A 2000 graduate of Union High School, Edward joined the military in 2005 and was a member of the Army’s 101st Airborne Ranger Pathfinders on his third tour of duty in the Middle East.

Jarod said he and Edward’s family have taken comfort in knowing that Edward was a Christian who has gone on to heaven. He said the best way for people to honor Edward is to pattern their lives after the fallen hero’s.

“Flying the American flag is nice, and standing out [along the streets] is nice,” Jarod said. “But the only way you are going to truly honor my brother is by living out a godly life the way he did.”

Jarod said that the day Edward left home to return to Afghanistan, they shared a passage of Scripture from the fourth chapter of Revelation.

“That is one of the few Scriptures about what heaven is going to look like, and it was the last ‘picture’ that I gave Eddie before he left,” Jarod said.

Prior to the service, the Mills’ uncle, Lew Greenawalt of West Pittsburgh, Pa., said the family has been overwhelmed by the outpouring of support from the community.

“It’s unbelievable,” he said. “Words can’t express it. We’re just in awe when we see all these people. People who don’t even know us are here.”

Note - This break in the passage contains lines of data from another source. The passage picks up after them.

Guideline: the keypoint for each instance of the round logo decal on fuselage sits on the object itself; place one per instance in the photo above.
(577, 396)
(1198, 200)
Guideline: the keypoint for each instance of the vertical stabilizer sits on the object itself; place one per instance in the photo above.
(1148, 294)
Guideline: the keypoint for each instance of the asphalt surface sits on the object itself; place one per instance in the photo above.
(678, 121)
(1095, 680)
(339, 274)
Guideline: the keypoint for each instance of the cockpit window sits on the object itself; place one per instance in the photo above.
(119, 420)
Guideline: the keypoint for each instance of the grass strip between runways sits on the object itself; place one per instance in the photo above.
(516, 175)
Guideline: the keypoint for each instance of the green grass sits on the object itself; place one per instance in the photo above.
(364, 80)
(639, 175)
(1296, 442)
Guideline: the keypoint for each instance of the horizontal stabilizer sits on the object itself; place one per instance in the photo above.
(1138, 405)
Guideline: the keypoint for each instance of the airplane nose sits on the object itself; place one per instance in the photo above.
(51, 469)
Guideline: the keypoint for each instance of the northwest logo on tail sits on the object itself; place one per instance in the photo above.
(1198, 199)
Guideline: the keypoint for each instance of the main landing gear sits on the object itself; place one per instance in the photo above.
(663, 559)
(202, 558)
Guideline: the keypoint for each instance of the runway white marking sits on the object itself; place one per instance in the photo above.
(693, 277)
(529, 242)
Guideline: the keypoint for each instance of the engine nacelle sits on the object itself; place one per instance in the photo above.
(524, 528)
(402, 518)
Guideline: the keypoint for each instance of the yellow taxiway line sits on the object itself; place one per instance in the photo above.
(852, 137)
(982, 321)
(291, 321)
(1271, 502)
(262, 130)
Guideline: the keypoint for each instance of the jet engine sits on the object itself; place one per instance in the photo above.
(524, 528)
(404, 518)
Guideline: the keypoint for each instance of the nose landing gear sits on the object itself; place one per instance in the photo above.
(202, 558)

A funeral home spokesman said about 1,000 people paid their respects to the fallen soldier during calling hours Friday evening, and hundreds more poured in to the funeral home for the service Saturday. Soldiers from a military honor guard stood at the head and foot of Edward’s flag-draped coffin.

Pictures of Edward, from both his military days and his days at Union High School, were on display, as were some of his military medals and honors.

Greenawalt is a veteran himself, having served in the 101st Airborne Division Paratroopers during the Vietnam War. Because of that, Edward would often bring him military memorabilia as gifts, and always refused to accept any money for them.

He said when Edward was home for visits, he preferred to not talk about his experiences in Afghanistan.

“All he would say is, ‘You don’t know the half of it’. That’s all he would say,” Greenawalt said quietly. “He was a good kid. Not because he was family. He was just a good kid.”

He remembered Edward as hard-working, who had jobs at Wendy’s and at a plant in Wampum, Pa., before he joined the military. “He was just one of those kids you took a liking to,” he said.

“He was probably one of the best men that the good Lord ever put on this earth,” said 76-year-old James Patton, who attended the service with his wife, Betty, 85. They were friends with Edward through the Clifton Flats Alliance Church, where Jarod is pastor.

William Harlan, 23, of New Castle, said he had served on active duty with Edward, and remembered him as a man who tried to find humor in all situations, and always tried to make people laugh.

“He never put himself first,” Harlan said. “I never knew anybody that didn’t like him. He was a good soldier.”

Outside the funeral home, some 200 more people stood waiting for the funeral to end, some of them holding American flags and standing along the route that the motorcade would follow to the cemetery for Edward’s burial.

Among them were some 65 motorcycle riders who belong to the Patriot Guard Riders. The group was included in the motorcade that escorted Edward’s body to New Castle from the U.S. Air Reserve Station in Vienna last week, and escorted the hearse to the cemetery Saturday.

“We’re here to honor the fallen Sgt. Mills and his family,” said Bud Roberts of Upper St. Clair, Pa., a former state captain of the organization. He said the group provides the service for any veteran, if asked.

“We only go if we’re invited,” he said, noting that riders had come from all over Pennsylvania, Ohio and New York to participate.